Security firm G4S expects full Olympic Games payment
The head of security firm G4S has said he expects the firm to be paid the full £235m contract for the Olympics despite the problems over staffing.
Nick Buckles told MPs that he expected Games organisers to pay "exactly in line with the contract".
Locog chief Paul Deighton earlier said it had paid G4S £90m up to 13 July, but nothing since the firm had said it could not deliver all the staff needed.
He said the remaining part of the £235m contract was now "up for negotiation".
G4S admitted last month that the Olympic contract had cost it £50m after it failed to deliver the 10,400 Olympic security guards needed in time.
The government was forced to turn to the military for the extra staff, for which G4S confirmed it would pay.
At a previous appearance before MPs, Mr Buckles apologised for the debacle. It had also been revealed that the company's interim results showed half-year pre-tax profits fell from £151m to £61m.
Some £145m of tax payers money is sitting in the London Olympics bank account with G4S's name on it. But it's going nowhere. These are toxic times for the UK-based global security firm, and the Home Affairs Select Committee session showed how little sympathy there is for the company.

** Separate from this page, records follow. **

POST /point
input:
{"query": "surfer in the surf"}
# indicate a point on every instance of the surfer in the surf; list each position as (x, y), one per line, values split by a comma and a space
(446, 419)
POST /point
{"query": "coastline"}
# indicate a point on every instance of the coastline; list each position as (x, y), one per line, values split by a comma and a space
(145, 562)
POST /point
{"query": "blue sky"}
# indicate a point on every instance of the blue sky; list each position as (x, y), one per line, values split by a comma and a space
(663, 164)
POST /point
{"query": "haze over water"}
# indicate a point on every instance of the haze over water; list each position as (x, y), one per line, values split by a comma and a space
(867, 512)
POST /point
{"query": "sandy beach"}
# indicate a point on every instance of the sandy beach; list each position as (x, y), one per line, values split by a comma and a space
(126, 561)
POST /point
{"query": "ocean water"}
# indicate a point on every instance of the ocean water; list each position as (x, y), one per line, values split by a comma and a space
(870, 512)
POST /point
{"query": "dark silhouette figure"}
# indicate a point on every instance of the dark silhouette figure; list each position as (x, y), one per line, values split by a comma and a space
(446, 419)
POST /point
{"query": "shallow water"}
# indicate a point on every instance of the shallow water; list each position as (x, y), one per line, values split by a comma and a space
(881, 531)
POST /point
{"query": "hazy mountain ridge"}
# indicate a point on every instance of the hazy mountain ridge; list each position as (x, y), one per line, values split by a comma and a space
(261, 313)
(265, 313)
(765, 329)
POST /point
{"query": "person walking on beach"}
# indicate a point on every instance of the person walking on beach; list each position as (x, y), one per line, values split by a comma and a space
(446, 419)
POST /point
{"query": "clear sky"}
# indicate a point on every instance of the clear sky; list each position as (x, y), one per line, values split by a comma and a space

Negotiations are on-going over how much of its £235m contract G4S should receive. The firm's CEO, Nick Buckles, was combative in his appearance - he wants all of it. His firm needs all the money it can get.
Its failure on the Olympics could now threaten a far bigger slice of its business on public sector contracts. Remember, Nick Buckles said G4S took on the Olympics contract mainly for reputational gain.
The commissioner of the Metropolitan Police was quick to warn against a more significant role for firms like G4S. Giving evidence earlier, Bernard Hogan-Howe said they should not be involved in "investigation, patrol... and the use of warranted powers".
Even if G4S does not get all its money, Nick Buckles reminded the politicians just how much of a player his firm is, in both public and private life. Its staff deliver your money, read your meters, "we run your prisons, we run your hospitals", he said.
When he appeared before the Commons Home Affairs Select Committee on Tuesday, Mr Buckles reiterated his pledge to meet the extra costs incurred by the police and armed forces to fill the gap.
He also said there had been significant extra costs and the firm expected to incur penalties. He added there would be no profit from the Olympic Games contract and repeated that G4S expected to see a £50m loss on it.
Speaking about G4S, Mr Deighton told the committee: "We stopped paying them just after they told us they weren't delivering, so we didn't pay them again after 13 July."
The Locog chief executive said all the money that had been paid to G4S so far was public money.
Mr Deighton said G4S had told Locog on 11 July that it would not be able to provide enough security staff for the Olympics. That was just over two weeks before the Games started.
He said G4S staff shortages during the Games had been 4% at best and 35% at worst.
Lord Coe, London 2012 chairman, told the committee: "It is difficult to look beyond their inability to deliver on the contracted number of security personnel that we were consistently assured by them that they would be able to deliver."
Lord Coe said he did not believe that G4S had deliberately misled Locog.
Charles Farr, head of security and counter-terrorism at the Home Office, was more critical of the firm, saying that before 11 July it had given no clue it would struggle to meet the contract.
London 2012 - One extraordinary year
"We were given sets of data which gave no indication whatever, even as late as 1 July, that there was going to be a problem fulfilling that contract. That data was what G4S relied upon to explain the progress of their programme," he told the committee.
G4S has said in a statement that it had had 8,000 staff on the ground over the course of the Olympics and it had delivered 83% of contracted shifts.
It added that in many cases, the military were able to be taken off duties at some Olympic sites as more security staff became available.
Mr Buckles told MPs at a previous appearance that the staffing crisis had been a "humiliating shambles".